# Which OS is installed in which drive?



## srimaya_rath (Dec 6, 2006)

Hi All,

I'm having a 40 GB hard disk and it has 4 partitions. In the 4 partitions 4 operating systems are installed (2 WIN XP, 1 WIN 2000 Prof, 1 WIN 98). Now I'm not able to detect which OS is installed in which drive? How to know it? I want to delete all the OS except WIN 2000 Prof. Please help me.

-Srimaya


----------



## Desmond (Dec 6, 2006)

Try the Computer Management (Rt.Click My Comp>Manage). Then click on disk management. It will give a list of partitions on your drive and which File System they have. You can also delete your partitions from here.


----------



## hemant_mathur (Dec 6, 2006)

Try this :-
1. Open Command Prompt.
2. Type "cd %systemroot%" without quotes.

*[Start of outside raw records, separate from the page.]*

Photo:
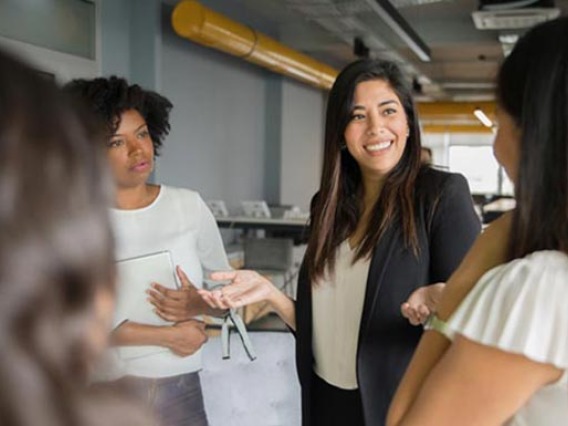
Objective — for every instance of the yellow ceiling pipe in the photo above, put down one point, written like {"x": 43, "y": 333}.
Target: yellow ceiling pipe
{"x": 436, "y": 110}
{"x": 455, "y": 128}
{"x": 195, "y": 22}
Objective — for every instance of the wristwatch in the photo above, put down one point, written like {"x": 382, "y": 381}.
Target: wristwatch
{"x": 435, "y": 323}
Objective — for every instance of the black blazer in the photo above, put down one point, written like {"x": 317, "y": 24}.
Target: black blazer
{"x": 447, "y": 226}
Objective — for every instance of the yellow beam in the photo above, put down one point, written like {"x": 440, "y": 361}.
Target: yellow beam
{"x": 195, "y": 22}
{"x": 456, "y": 128}
{"x": 436, "y": 109}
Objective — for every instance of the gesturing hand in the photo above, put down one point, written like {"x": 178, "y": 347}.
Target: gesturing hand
{"x": 176, "y": 305}
{"x": 421, "y": 303}
{"x": 185, "y": 338}
{"x": 246, "y": 287}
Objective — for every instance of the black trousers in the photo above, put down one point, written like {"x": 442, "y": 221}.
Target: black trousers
{"x": 333, "y": 406}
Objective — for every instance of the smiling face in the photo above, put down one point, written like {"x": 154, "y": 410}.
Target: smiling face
{"x": 130, "y": 151}
{"x": 378, "y": 129}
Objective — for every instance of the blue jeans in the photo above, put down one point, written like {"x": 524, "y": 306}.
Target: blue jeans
{"x": 176, "y": 401}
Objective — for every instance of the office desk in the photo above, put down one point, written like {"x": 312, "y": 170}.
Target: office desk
{"x": 294, "y": 227}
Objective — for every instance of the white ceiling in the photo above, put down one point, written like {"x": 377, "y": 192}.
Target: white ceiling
{"x": 463, "y": 62}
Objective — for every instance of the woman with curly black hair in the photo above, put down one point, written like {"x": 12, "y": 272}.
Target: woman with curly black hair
{"x": 149, "y": 218}
{"x": 56, "y": 260}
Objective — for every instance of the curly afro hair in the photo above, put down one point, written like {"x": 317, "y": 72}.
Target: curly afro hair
{"x": 109, "y": 97}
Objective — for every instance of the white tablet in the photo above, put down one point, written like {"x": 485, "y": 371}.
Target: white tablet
{"x": 134, "y": 277}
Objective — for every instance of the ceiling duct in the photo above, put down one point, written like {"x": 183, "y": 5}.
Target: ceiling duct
{"x": 195, "y": 22}
{"x": 512, "y": 15}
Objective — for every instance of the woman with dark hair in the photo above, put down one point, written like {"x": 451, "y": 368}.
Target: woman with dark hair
{"x": 508, "y": 359}
{"x": 149, "y": 218}
{"x": 56, "y": 259}
{"x": 382, "y": 228}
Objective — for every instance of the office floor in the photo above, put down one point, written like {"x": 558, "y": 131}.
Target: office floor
{"x": 264, "y": 392}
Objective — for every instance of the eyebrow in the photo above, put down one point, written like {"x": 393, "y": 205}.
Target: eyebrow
{"x": 390, "y": 101}
{"x": 138, "y": 128}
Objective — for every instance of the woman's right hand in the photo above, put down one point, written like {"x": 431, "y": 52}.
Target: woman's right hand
{"x": 246, "y": 287}
{"x": 185, "y": 338}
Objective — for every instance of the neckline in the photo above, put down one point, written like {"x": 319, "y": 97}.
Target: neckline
{"x": 161, "y": 189}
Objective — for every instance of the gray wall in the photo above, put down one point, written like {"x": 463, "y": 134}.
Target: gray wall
{"x": 239, "y": 132}
{"x": 217, "y": 141}
{"x": 302, "y": 143}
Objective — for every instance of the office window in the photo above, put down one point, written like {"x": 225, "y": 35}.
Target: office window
{"x": 479, "y": 166}
{"x": 62, "y": 25}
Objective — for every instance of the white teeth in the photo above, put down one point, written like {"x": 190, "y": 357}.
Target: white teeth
{"x": 378, "y": 146}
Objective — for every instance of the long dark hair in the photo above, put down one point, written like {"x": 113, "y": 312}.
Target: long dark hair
{"x": 56, "y": 252}
{"x": 532, "y": 87}
{"x": 336, "y": 208}
{"x": 109, "y": 97}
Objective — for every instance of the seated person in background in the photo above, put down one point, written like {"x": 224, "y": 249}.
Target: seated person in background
{"x": 149, "y": 218}
{"x": 508, "y": 358}
{"x": 56, "y": 260}
{"x": 383, "y": 227}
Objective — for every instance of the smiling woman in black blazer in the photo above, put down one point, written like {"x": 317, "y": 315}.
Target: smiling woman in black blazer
{"x": 382, "y": 227}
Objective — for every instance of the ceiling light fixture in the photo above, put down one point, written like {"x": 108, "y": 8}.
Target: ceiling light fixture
{"x": 396, "y": 22}
{"x": 481, "y": 116}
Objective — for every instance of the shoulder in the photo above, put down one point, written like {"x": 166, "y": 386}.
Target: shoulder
{"x": 520, "y": 307}
{"x": 178, "y": 193}
{"x": 189, "y": 199}
{"x": 433, "y": 181}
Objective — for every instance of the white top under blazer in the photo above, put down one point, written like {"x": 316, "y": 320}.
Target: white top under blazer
{"x": 337, "y": 306}
{"x": 522, "y": 307}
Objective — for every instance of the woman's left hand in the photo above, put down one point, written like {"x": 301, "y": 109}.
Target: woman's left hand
{"x": 176, "y": 305}
{"x": 421, "y": 303}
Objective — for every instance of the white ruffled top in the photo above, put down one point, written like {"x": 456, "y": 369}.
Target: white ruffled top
{"x": 522, "y": 307}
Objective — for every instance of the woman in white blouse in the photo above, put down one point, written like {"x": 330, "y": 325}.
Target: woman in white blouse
{"x": 509, "y": 353}
{"x": 149, "y": 218}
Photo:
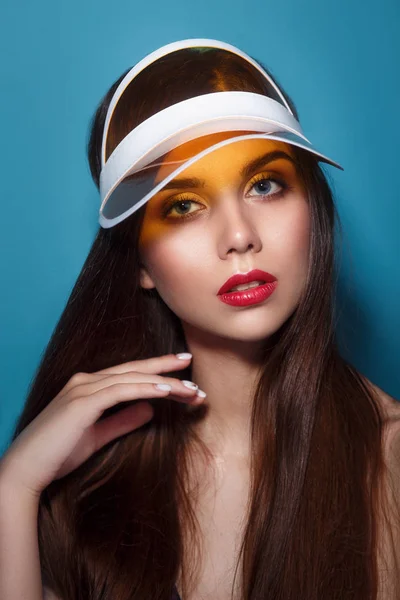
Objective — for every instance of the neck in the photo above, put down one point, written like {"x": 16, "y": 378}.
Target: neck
{"x": 227, "y": 371}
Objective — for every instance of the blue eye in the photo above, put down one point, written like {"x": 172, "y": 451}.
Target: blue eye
{"x": 264, "y": 185}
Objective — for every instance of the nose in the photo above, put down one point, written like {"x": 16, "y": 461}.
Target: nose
{"x": 237, "y": 230}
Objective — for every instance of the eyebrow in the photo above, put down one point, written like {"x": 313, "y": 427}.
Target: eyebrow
{"x": 247, "y": 170}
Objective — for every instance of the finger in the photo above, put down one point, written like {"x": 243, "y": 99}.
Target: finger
{"x": 111, "y": 395}
{"x": 181, "y": 388}
{"x": 161, "y": 364}
{"x": 156, "y": 364}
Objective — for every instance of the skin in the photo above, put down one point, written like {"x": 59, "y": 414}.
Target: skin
{"x": 234, "y": 228}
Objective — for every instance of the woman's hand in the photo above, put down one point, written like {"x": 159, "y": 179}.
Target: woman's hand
{"x": 66, "y": 433}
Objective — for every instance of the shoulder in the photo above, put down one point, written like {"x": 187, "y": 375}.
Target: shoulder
{"x": 390, "y": 408}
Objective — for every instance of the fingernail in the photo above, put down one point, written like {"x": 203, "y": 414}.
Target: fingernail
{"x": 190, "y": 384}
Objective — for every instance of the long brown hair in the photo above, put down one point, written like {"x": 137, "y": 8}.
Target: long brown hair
{"x": 113, "y": 529}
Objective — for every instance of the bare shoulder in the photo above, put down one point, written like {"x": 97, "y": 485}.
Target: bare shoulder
{"x": 49, "y": 595}
{"x": 389, "y": 404}
{"x": 391, "y": 410}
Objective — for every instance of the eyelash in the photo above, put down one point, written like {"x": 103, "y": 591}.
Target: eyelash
{"x": 260, "y": 177}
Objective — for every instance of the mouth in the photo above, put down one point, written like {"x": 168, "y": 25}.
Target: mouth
{"x": 245, "y": 281}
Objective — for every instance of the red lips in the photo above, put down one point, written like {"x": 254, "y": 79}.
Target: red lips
{"x": 239, "y": 279}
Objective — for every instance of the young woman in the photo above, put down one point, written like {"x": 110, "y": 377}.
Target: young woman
{"x": 181, "y": 437}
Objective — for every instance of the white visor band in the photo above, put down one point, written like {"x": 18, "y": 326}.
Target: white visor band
{"x": 129, "y": 178}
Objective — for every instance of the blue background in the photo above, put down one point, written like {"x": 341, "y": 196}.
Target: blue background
{"x": 337, "y": 60}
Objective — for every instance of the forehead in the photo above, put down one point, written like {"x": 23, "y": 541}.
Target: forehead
{"x": 229, "y": 158}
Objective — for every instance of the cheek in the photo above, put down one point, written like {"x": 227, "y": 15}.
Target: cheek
{"x": 172, "y": 263}
{"x": 291, "y": 234}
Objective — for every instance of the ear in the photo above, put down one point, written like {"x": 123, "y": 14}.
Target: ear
{"x": 146, "y": 281}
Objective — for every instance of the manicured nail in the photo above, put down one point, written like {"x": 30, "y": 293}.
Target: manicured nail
{"x": 163, "y": 386}
{"x": 189, "y": 384}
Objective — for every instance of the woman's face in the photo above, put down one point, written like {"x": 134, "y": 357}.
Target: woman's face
{"x": 243, "y": 217}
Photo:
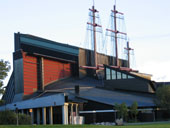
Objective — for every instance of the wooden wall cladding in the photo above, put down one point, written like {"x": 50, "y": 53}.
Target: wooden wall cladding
{"x": 30, "y": 74}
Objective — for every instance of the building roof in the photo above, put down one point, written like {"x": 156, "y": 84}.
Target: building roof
{"x": 112, "y": 97}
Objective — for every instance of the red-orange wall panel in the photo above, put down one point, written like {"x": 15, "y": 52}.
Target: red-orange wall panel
{"x": 30, "y": 74}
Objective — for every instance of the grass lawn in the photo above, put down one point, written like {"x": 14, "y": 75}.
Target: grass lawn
{"x": 152, "y": 125}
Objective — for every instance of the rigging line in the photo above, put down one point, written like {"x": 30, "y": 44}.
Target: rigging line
{"x": 115, "y": 2}
{"x": 93, "y": 3}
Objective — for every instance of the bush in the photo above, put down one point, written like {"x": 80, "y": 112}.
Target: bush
{"x": 10, "y": 117}
{"x": 24, "y": 119}
{"x": 7, "y": 117}
{"x": 122, "y": 110}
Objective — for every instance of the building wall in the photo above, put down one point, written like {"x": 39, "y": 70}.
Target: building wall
{"x": 51, "y": 70}
{"x": 128, "y": 84}
{"x": 54, "y": 70}
{"x": 30, "y": 74}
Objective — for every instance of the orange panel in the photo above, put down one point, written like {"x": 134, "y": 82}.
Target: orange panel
{"x": 30, "y": 74}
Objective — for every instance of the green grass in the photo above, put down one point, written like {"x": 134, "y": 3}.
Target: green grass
{"x": 151, "y": 125}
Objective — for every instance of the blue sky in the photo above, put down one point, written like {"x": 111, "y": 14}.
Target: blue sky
{"x": 147, "y": 25}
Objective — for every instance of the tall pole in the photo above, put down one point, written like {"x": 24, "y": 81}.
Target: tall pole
{"x": 94, "y": 24}
{"x": 115, "y": 26}
{"x": 128, "y": 53}
{"x": 94, "y": 37}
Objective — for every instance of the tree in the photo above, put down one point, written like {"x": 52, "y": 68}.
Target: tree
{"x": 163, "y": 97}
{"x": 134, "y": 111}
{"x": 4, "y": 69}
{"x": 122, "y": 110}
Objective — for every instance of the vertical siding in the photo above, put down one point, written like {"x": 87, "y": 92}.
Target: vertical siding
{"x": 30, "y": 74}
{"x": 54, "y": 70}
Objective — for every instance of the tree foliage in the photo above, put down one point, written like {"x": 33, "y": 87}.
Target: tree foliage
{"x": 4, "y": 69}
{"x": 163, "y": 97}
{"x": 134, "y": 111}
{"x": 122, "y": 110}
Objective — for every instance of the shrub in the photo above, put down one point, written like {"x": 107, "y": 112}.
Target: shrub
{"x": 9, "y": 117}
{"x": 24, "y": 119}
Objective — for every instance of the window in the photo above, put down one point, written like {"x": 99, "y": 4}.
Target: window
{"x": 113, "y": 74}
{"x": 130, "y": 77}
{"x": 119, "y": 75}
{"x": 108, "y": 74}
{"x": 124, "y": 76}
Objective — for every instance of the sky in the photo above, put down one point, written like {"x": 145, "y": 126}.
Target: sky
{"x": 65, "y": 21}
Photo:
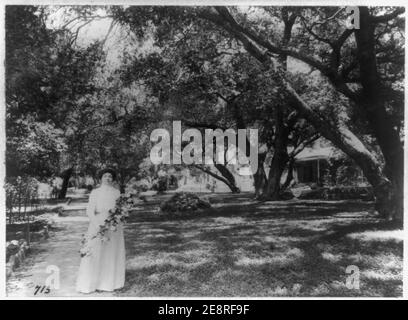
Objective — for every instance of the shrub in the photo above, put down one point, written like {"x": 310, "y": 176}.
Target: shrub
{"x": 184, "y": 202}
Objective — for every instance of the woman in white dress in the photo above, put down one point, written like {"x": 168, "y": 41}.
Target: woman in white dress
{"x": 104, "y": 268}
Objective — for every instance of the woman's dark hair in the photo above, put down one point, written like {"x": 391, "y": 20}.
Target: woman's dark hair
{"x": 107, "y": 170}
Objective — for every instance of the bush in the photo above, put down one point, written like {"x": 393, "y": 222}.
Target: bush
{"x": 184, "y": 202}
{"x": 339, "y": 193}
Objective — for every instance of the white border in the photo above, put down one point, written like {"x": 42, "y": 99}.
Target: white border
{"x": 181, "y": 3}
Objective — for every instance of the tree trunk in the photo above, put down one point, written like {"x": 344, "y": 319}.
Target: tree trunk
{"x": 280, "y": 157}
{"x": 374, "y": 106}
{"x": 388, "y": 192}
{"x": 260, "y": 177}
{"x": 65, "y": 176}
{"x": 289, "y": 177}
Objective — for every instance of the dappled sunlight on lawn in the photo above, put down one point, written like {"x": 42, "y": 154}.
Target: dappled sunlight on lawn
{"x": 262, "y": 249}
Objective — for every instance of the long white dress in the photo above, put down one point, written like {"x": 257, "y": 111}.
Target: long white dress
{"x": 104, "y": 268}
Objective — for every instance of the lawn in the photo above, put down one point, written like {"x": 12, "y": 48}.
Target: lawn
{"x": 250, "y": 248}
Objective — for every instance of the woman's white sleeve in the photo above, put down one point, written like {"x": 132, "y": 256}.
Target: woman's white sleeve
{"x": 90, "y": 209}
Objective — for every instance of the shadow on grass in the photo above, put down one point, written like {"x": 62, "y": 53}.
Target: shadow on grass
{"x": 295, "y": 248}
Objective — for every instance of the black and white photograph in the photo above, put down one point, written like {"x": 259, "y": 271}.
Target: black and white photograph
{"x": 198, "y": 150}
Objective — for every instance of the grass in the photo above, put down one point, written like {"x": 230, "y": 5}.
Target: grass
{"x": 249, "y": 248}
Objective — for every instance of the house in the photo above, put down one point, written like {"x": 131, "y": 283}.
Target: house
{"x": 326, "y": 164}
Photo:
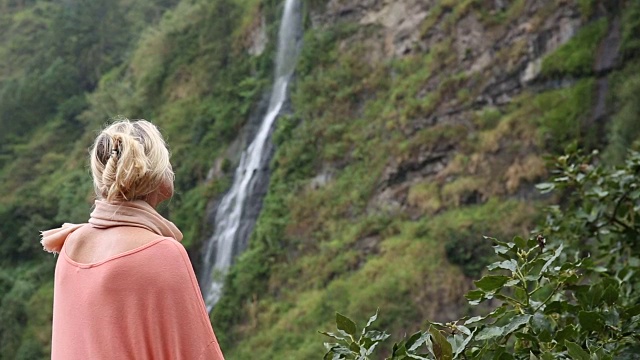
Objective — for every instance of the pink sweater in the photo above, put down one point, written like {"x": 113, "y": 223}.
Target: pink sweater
{"x": 142, "y": 304}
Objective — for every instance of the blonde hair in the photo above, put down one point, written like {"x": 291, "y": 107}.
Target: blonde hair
{"x": 129, "y": 160}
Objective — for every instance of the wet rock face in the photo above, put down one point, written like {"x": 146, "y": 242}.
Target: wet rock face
{"x": 399, "y": 21}
{"x": 501, "y": 59}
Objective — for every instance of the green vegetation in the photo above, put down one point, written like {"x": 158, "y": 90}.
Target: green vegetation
{"x": 387, "y": 172}
{"x": 576, "y": 57}
{"x": 570, "y": 293}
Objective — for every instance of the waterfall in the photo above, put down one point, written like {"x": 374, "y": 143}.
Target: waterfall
{"x": 227, "y": 240}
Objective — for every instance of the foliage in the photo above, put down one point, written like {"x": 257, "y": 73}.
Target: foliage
{"x": 570, "y": 295}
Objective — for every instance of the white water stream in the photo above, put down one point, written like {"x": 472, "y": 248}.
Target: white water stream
{"x": 220, "y": 248}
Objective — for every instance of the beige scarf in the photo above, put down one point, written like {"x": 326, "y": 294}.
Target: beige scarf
{"x": 136, "y": 213}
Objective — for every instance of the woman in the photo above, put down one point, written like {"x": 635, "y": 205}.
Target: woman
{"x": 124, "y": 285}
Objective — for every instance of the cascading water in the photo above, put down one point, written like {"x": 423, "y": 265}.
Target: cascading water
{"x": 224, "y": 244}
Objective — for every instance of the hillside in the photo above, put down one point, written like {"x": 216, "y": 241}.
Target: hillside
{"x": 413, "y": 128}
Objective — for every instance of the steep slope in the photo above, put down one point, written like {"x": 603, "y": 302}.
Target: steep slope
{"x": 414, "y": 127}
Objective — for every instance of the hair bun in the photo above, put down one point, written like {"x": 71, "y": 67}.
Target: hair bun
{"x": 129, "y": 161}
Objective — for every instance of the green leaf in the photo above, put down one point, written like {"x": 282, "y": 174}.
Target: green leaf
{"x": 552, "y": 259}
{"x": 441, "y": 347}
{"x": 331, "y": 335}
{"x": 345, "y": 324}
{"x": 545, "y": 187}
{"x": 412, "y": 340}
{"x": 576, "y": 352}
{"x": 418, "y": 342}
{"x": 489, "y": 332}
{"x": 371, "y": 320}
{"x": 566, "y": 333}
{"x": 355, "y": 347}
{"x": 510, "y": 265}
{"x": 515, "y": 323}
{"x": 491, "y": 282}
{"x": 520, "y": 242}
{"x": 631, "y": 312}
{"x": 611, "y": 294}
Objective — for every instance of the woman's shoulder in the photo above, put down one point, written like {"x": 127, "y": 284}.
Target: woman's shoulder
{"x": 90, "y": 246}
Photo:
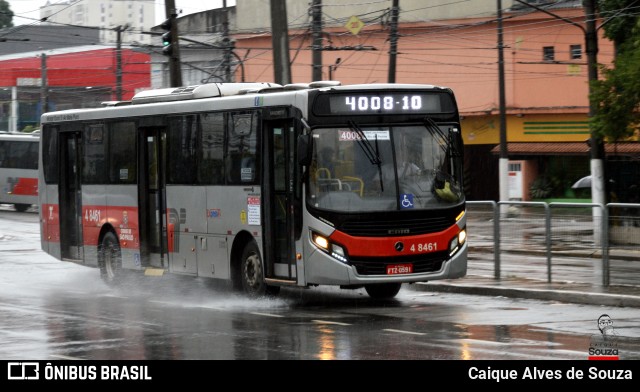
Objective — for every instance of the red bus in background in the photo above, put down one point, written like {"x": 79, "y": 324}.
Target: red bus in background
{"x": 19, "y": 169}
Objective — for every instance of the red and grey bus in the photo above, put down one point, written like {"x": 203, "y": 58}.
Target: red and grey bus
{"x": 261, "y": 184}
{"x": 19, "y": 169}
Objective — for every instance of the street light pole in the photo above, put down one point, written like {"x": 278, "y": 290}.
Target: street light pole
{"x": 598, "y": 189}
{"x": 503, "y": 163}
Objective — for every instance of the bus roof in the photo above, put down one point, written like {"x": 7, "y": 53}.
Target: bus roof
{"x": 236, "y": 95}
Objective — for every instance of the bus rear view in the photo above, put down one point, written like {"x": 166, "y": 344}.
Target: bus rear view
{"x": 384, "y": 200}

The display will show something like "c:\windows" indicating 'C' is ur windows drive. Do this on other windows and u'll know what partition they are installed on.


----------



## srimaya_rath (Dec 6, 2006)

I think it'll help me... Thanks...


----------



## jal_desai (Dec 6, 2006)

start>>run type "msconfig" (without the quotes)

click *BOOT.INI*

look for _multi(0)disk(0)rdisk(0)partition*(1)*\WINDOWS...._

if partition(1) then os to the right is on first drive...

if partition(2) then os to the right is on second drive... and so on


----------